All in all, 492 people died in the fire and hundreds more were injured. Popular cowboy actor Buck Jones was one of the dead, as were a couple that had been married that same day. A sailor named Clifford Johnson went back into the building at least four times searching for his girlfriend. He developed third-degree burns over 50% of his body as a result of his chivalry; little did he know that she had already escaped without harm. The Boston College football team – nationally known and undefeated so far that season – were scheduled to hold a victory party at the Cocoanut Grove that evening; a loss that afternoon to Holy Cross led the team to cancel it. All in all, the Cocoanut Grove fire was a living nightmare.

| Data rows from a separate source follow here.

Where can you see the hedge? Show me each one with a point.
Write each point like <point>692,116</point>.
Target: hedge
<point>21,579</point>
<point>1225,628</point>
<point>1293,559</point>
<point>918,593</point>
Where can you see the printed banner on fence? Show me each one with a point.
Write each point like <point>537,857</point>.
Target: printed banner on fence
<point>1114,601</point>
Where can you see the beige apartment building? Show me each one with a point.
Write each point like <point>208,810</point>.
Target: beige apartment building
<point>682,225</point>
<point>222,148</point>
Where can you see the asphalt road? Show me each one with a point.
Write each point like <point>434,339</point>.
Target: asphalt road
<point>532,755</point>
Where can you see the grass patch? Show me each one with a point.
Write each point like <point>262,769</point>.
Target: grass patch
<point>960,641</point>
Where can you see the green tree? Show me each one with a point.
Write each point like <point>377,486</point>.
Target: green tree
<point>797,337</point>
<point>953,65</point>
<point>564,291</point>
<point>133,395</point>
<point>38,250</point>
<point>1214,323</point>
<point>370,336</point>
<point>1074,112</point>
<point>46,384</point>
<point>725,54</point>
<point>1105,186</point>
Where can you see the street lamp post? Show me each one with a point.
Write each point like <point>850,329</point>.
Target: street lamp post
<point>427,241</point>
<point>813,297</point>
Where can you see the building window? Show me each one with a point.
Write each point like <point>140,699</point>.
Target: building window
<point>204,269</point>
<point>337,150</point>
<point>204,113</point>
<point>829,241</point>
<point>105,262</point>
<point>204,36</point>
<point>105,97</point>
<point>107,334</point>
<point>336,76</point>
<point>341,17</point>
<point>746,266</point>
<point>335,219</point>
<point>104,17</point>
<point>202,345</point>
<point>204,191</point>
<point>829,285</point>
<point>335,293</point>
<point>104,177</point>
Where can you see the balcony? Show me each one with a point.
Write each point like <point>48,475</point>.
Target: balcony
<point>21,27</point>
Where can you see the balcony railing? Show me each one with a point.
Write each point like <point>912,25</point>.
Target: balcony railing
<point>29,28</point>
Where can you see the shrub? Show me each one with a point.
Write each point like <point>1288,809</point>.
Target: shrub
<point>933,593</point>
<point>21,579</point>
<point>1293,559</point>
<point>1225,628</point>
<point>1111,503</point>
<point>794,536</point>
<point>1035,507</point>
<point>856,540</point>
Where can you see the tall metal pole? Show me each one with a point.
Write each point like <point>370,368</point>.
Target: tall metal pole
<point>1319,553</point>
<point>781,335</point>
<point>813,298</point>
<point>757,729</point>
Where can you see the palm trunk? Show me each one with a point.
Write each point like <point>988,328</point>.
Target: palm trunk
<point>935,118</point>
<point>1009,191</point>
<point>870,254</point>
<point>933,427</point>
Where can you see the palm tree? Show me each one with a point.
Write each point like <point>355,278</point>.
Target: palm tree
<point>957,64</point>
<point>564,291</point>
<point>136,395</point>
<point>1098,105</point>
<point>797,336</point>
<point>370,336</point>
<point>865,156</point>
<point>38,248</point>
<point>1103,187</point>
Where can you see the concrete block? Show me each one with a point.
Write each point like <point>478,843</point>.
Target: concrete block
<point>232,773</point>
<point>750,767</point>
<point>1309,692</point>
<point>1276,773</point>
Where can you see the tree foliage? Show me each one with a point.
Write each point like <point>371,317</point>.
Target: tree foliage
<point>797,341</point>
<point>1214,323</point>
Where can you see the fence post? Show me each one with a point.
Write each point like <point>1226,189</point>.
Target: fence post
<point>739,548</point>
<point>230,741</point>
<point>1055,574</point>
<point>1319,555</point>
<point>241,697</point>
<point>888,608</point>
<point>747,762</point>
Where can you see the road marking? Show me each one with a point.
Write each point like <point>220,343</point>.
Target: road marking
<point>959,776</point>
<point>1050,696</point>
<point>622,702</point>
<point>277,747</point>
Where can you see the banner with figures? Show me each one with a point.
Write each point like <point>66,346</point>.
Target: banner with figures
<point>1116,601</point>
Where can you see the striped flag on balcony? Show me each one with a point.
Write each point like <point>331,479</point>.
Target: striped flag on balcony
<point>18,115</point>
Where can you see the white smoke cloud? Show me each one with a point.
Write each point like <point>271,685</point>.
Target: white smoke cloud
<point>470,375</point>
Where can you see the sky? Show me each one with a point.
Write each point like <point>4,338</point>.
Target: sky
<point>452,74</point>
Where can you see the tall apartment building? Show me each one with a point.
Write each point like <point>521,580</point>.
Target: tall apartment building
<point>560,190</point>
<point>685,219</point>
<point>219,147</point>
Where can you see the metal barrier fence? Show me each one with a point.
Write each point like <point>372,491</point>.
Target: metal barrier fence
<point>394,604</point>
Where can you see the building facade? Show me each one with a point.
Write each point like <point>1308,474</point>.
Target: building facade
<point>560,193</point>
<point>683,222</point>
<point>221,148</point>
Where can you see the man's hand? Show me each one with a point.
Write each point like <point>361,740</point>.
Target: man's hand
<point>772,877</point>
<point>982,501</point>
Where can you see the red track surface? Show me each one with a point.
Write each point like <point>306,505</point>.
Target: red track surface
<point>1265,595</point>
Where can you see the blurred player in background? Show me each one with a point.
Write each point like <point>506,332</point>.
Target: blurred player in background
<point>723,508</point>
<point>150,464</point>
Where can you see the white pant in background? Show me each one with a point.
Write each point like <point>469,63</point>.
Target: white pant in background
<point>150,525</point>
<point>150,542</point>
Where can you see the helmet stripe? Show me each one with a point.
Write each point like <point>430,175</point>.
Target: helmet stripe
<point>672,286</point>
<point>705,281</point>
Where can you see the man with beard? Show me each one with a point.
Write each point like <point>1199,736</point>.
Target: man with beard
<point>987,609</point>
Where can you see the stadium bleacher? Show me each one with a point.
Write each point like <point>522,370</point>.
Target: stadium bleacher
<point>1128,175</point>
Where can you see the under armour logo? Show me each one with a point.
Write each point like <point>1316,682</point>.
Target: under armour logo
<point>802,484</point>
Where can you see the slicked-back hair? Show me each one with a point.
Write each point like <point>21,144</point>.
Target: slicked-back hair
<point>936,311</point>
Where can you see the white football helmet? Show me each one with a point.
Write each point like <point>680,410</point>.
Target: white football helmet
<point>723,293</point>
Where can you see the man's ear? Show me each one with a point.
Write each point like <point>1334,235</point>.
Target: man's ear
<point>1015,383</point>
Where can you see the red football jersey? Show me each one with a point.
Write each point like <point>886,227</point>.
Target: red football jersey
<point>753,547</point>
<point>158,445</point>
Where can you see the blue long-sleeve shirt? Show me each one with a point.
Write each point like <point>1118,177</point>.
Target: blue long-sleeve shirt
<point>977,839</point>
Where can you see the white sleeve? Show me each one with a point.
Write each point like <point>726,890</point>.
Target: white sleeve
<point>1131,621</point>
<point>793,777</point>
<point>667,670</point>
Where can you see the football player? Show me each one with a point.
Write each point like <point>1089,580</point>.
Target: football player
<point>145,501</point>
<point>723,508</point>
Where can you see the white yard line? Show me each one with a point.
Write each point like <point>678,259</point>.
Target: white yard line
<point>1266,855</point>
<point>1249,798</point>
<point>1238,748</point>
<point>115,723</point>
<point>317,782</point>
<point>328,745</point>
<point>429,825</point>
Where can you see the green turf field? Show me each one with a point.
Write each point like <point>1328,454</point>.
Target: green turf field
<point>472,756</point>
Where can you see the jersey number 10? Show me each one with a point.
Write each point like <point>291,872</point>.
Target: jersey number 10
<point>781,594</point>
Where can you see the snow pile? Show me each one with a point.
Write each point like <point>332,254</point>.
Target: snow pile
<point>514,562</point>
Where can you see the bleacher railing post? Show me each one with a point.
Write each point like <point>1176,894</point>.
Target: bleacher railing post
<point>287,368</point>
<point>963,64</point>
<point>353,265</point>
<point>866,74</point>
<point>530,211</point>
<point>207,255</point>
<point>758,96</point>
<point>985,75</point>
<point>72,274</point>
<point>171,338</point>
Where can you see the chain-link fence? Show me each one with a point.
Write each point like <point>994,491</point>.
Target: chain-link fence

So many people had rushed the jammed front door that many began dying from smoke inhalation as soon as they got to the back of the “line” (such as it was). The pile of bodies was said to extend nine feet from the revolving door.

But some good came of the fire. Most states quickly adopted new rules for nightclubs, theatres and other public places as a result of the disaster. One of those rules included the standard EXIT signs you see today. Another was the adoption of doors that open outwards from the inside; this rule was especially crucial, as Boston’s fire officials estimated that 300 additional people could have survived the fire had the Cocoanut Grove had such doors. Yet another was a rule that places having revolving doors now had to either have a standard door next to the revolving one, or to install revolving doors with “wings” that would quickly fold flat and create a exit in case of emergency. Most states also overhauled their fire inspection procedures and gave their inspectors more teeth to fine owners of failing buildings. Doctors also learned a great deal from the fire, including how to treat inhalation injuries, the use of topical antibiotics on burns, and the metabolic consequences of thermal injury – all of them standard procedures in hospitals to this day.

Like the sinking of the Titanic or the Hindenburg explosion, the Cocoanut Grove fire has long held a grim fascination for some. And for years people wondered how the fire moved so quickly and explosively. Certainly all of the cheap paper decorations helped the fire along, as did the flammable fabric lining the ceiling and the walls. But neither of those could have created the huge fireball that swept the dance floor… What could have caused it? The findings of an exhaustive investigation carried out in 1997 pointed to methyl chloride – an extremely flammable gas that was used as a refrigerant at the time. Maintenance records indicated that one of the coolers in the lounge was leaking coolant, so once the small frond fire hit the gas, a disaster was guaranteed.